In our subconscious, the human form can be altered to fulfill a variety of desires, horrors and creative psychoses. Fingers roll out like a carpet into digit-shaped centipedes; feet emerge from the palm of a human hand and begin walking away into the darkness, finding nothing but a fulfilled nightmare full of comfort and terrifying accuracy . . . it may simply be a dream; then again, it may also just be the sculptural artwork of Alessandro Boezio.

Like a creative science experiment with Dr. Frankenstein and Salvador Dali, Italian artist Boezio uses our physical commonalities to bring our psychological conundrums to life. Some seemingly scary and some just simply fantastical, Boezio creates sculptural poetry that plays a fascinating game with perception. He is intrigued by the human understanding of real and illusory, of possible and impossible, of mythologies and metaphors.

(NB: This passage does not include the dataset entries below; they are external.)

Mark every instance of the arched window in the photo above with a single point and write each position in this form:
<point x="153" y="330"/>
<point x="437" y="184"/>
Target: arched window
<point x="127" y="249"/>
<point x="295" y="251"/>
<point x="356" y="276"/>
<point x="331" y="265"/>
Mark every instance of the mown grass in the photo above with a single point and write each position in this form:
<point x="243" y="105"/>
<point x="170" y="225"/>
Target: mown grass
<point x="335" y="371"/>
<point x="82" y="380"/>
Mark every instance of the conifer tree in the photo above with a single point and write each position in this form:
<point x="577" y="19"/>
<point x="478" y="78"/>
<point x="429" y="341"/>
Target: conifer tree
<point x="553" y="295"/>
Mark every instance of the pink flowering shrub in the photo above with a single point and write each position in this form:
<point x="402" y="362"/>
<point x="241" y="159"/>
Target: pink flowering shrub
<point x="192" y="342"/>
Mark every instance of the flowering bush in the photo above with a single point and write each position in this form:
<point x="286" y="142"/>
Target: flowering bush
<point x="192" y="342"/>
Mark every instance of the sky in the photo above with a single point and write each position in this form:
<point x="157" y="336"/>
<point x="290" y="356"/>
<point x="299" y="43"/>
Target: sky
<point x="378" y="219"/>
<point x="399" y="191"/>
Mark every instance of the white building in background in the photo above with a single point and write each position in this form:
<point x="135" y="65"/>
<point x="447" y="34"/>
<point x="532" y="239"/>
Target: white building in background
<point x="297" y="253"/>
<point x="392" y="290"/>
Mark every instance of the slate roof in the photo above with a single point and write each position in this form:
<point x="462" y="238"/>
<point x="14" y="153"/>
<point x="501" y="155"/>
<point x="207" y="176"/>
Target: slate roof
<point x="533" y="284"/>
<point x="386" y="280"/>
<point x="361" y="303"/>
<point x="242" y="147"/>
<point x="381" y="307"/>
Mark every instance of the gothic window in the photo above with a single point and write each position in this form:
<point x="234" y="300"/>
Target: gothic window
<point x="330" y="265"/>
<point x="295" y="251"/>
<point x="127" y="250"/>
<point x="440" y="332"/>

Figurative sculpture has had centuries of practice to create perfection; the achievement of accuracy is no longer impressive. Boezio has taken the mastery of representation to a whole new level with an added psychedelic, anthropomorphic, conceptually confusing and humorous details in his compositions and portrayals. The accuracy in the body parts he uses in his creations is the most important part of his perception-pushing art. Without the clear illusion of reality apparent in his sculptures, viewers would not be so mesmerized by his impossible creature-based objects.

Fingers are some of the most beautiful items on a human, both conceptually and physically. They accuse, they grab, the touch, they give pleasure, they take; they are the means in which humans create and communicate. Boezio’s fascination with these touchy digits offers a simple and beautiful exploration of one of the only things that separates humans from other creatures. Taking those unique identifiers, those tiny and powerful tools we take for granted, and creating abstract narratives with unlikely single positions in static moments is a fascinating gift. Add a mastery of skill and technique to create realistic portrayals of human anatomy, and you have a breath of fresh and alarming air.

Boezio uses clay and fiberglass to create these mythological and unnerving anatomic experiments in artistic expression, often also imbuing his pieces with flesh tones or gold leaf to further push the perception of reality and artifice. His installation-based projects are even more poetic than the sculptures alone; using golden thread and shadows, he can create whole surrealist scenes in spaces. His work has been shown in exhibitions and projects all over the world, including Spain, Italy, Belgium, England, Germany and the U.S.

Boezio’s disbelief in permanence is pivotal in his work, he feels that everything can be transformed and changed, braiding together the many different lines of thought, creation, and understanding that is inherent in our culture and climate.